Language as folk craft
I found an interesting language-related analogy in YANAGI Sōetsu's classic 1933 essay "Whither folk crafts?" (柳宗悦, 民芸の趣旨, Mingei no shushi*):
Folk crafts, by definition, do not bear signatures. ... Consider: Japanese people who don't even know what grammar is can use complicated Japanese without difficulty. How different this is from speaking a foreign language, when we must awkwardly consider each point of grammar as we speak! When the words begin to come with ease, our use of the language is at its most unremarkable (平凡). Put another way, we can only use a language freely if we can use it in an unremarkable fashion. Folk arts must share this quality of being easily accessible to anyone. The "remarkable way" (非凡の道) of the inspired genius is not the way of folk crafts.
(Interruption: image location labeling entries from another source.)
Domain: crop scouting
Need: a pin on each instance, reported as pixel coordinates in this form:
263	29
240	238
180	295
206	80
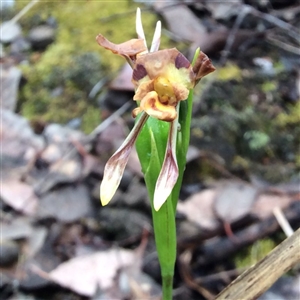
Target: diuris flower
162	79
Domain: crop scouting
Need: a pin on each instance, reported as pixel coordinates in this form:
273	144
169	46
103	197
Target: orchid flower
162	78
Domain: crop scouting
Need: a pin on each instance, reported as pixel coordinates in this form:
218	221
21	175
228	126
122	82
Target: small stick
256	280
283	222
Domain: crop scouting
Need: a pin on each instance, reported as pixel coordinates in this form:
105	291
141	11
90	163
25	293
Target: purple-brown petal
203	66
129	49
181	61
139	72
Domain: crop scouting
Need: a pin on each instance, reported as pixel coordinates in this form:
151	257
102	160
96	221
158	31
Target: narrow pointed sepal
169	172
115	166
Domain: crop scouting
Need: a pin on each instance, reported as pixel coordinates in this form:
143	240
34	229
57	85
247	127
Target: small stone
9	253
41	36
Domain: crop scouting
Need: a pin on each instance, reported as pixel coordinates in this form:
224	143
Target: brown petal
129	49
202	66
168	63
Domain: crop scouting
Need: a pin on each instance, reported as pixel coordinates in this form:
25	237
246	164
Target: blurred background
66	107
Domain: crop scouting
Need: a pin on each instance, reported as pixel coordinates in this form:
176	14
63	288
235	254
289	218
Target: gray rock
9	31
66	204
9	253
41	36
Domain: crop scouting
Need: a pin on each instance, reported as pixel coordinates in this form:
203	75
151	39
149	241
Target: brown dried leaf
234	201
19	196
84	274
199	208
265	203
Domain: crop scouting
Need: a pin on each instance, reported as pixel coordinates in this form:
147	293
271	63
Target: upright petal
129	49
115	166
156	38
139	27
203	66
169	172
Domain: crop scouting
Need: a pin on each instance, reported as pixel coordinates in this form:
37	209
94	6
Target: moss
60	79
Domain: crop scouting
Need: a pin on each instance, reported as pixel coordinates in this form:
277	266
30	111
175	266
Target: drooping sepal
115	166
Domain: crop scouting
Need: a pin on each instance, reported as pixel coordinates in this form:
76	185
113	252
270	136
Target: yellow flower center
165	91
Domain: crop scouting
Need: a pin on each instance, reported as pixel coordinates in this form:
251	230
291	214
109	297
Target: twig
246	9
282	221
256	280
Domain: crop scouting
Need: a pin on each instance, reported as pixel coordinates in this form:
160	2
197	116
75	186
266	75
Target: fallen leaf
66	204
199	208
234	200
84	274
265	203
19	196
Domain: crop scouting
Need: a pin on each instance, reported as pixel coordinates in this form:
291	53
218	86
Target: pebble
9	253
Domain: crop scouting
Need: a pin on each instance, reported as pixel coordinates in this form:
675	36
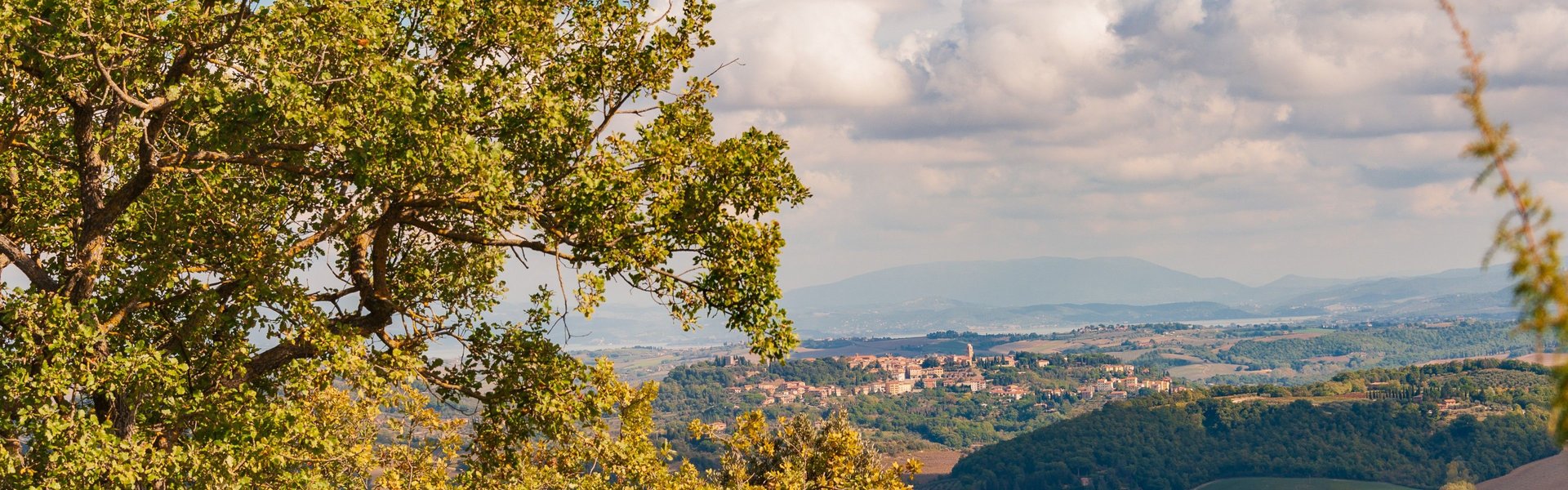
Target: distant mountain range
1062	291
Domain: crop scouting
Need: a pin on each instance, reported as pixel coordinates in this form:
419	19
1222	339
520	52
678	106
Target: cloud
804	54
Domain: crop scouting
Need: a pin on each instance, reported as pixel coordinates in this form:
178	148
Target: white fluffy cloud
1239	139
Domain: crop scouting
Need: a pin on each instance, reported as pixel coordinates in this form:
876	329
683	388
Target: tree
238	226
1540	282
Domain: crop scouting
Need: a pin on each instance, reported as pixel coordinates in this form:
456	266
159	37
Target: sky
1245	140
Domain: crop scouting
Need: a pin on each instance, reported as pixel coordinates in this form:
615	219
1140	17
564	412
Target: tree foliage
1189	439
1525	233
237	228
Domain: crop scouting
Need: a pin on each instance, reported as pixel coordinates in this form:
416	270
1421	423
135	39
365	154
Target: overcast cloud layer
1235	139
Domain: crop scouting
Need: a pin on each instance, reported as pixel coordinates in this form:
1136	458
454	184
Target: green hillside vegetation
1498	421
1397	346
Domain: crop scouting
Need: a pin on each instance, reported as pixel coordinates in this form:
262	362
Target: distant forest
1186	440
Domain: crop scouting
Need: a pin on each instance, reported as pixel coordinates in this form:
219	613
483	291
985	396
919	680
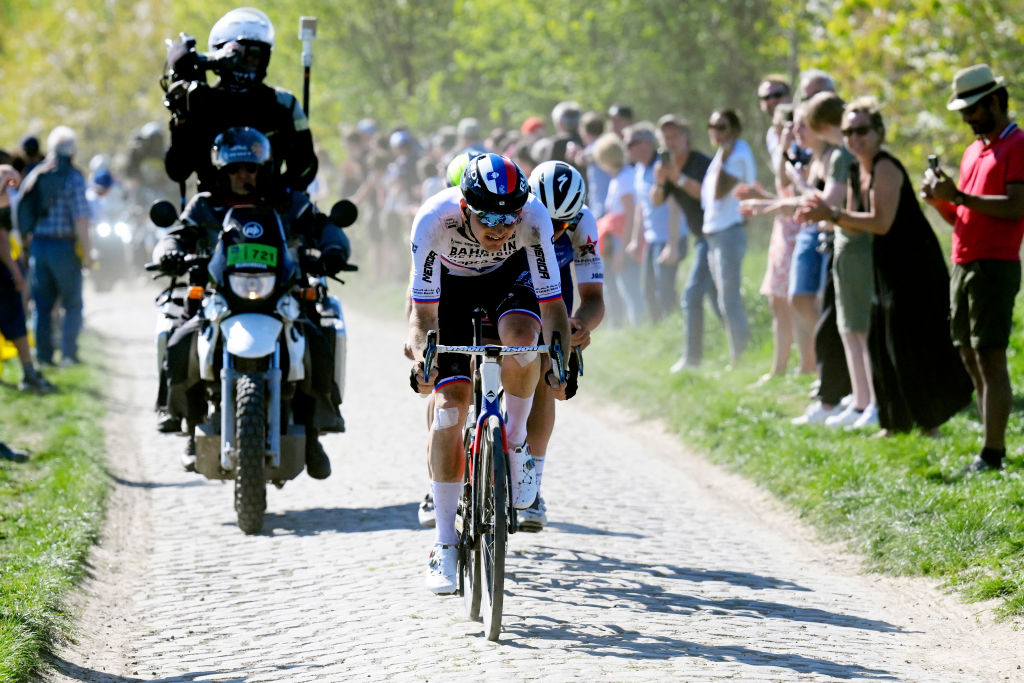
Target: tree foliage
427	62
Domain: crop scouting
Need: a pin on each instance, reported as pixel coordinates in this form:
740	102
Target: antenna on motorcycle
307	31
344	213
163	213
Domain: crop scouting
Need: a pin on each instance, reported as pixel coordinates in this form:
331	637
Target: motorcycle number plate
252	254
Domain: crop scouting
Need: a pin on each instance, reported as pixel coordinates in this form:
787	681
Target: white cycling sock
539	471
445	504
518	412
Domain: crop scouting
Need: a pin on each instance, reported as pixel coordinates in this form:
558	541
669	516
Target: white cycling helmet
560	187
242	24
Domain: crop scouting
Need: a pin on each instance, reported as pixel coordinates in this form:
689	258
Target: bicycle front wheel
493	495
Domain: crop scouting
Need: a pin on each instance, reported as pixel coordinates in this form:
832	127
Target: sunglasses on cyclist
493	219
231	169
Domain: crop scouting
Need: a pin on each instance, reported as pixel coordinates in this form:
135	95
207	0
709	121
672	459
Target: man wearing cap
986	210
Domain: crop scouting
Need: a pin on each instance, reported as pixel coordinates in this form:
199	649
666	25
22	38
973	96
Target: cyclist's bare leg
518	378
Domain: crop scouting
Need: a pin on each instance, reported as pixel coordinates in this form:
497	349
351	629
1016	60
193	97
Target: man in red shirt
987	213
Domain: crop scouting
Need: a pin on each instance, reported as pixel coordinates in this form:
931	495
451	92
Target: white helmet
560	187
242	24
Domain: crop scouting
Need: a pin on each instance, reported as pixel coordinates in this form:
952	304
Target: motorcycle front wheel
250	484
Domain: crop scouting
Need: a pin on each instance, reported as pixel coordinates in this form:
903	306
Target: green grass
897	502
50	508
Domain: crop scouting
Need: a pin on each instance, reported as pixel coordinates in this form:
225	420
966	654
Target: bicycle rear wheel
493	497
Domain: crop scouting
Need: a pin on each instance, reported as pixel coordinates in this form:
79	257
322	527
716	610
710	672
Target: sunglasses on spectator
248	168
857	130
493	218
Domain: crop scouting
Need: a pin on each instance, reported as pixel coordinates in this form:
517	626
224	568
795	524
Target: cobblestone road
655	566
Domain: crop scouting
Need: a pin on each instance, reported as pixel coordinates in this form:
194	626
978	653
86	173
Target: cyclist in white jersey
485	244
562	189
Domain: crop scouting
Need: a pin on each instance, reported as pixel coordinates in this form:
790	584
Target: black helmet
240	145
494	183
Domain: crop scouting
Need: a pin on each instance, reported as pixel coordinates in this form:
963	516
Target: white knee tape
445	417
525	358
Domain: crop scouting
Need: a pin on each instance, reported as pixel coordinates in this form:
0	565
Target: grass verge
50	507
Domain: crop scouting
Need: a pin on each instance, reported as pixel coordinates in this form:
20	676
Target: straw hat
972	84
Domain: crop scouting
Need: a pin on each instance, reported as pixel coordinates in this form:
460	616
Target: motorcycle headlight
123	230
252	285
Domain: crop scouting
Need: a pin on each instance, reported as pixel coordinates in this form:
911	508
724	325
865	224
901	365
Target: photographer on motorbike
241	43
244	164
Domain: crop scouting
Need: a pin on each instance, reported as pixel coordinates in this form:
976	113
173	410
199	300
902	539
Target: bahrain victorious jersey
440	236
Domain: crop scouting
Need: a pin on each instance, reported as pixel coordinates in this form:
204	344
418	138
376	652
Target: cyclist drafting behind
484	244
562	189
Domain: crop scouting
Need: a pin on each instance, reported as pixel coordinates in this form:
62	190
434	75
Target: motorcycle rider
242	41
244	163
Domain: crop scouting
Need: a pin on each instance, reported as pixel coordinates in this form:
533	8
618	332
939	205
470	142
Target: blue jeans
725	257
56	273
659	280
698	286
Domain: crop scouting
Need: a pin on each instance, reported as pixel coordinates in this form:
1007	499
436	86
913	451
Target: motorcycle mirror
163	213
344	213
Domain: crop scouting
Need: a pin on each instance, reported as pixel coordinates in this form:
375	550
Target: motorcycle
251	350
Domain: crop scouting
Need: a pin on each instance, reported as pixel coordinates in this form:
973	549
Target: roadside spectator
723	224
12	322
918	376
665	225
620	117
814	81
565	142
591	128
622	292
678	177
986	211
31	154
53	210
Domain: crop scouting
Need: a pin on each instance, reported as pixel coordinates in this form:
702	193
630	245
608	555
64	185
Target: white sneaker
868	418
535	517
441	573
523	477
815	414
847	417
426	512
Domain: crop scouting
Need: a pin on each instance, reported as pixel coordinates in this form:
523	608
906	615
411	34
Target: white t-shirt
440	236
723	213
621	185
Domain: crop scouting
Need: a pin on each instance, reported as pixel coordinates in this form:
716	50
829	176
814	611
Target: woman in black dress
918	375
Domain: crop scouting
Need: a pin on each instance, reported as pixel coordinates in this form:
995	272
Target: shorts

Folk crafts in Yanagi's definition are for use, not display, and they are judged solely on how well they meet the needs of the user. (These needs are defined so that we do not have to deal with edge cases, like impractical and expensive art that nevertheless meets the not uncommon psychological need to appear both rich and cultured, or cheap mass-produced crap that addresses the needs of underpaid urban laborers who can't invest in generation-spanning quality.)
In this scenario, good design evolves over centuries under the practical pressures of everyday life. Philosophers, theoreticians and capital-R Romantic artists might achieve wonders in their own fields, but this is irrelevant to folk art unless and until the folk crafters recognize in these achievements a solution to some specific design problem their users face.
The main difference between folk crafts and language, then, is that there are fewer people going around insisting that cups without handles are ugly, or writing op-eds about the kids today and their loutish, insolent non-wicker chairs.
Kwai Dan:
Makes me wonder what he would make of kitsch. Are ballsey ceramic storefront tanukis any more authentic than Hello Kitty toilet tissue?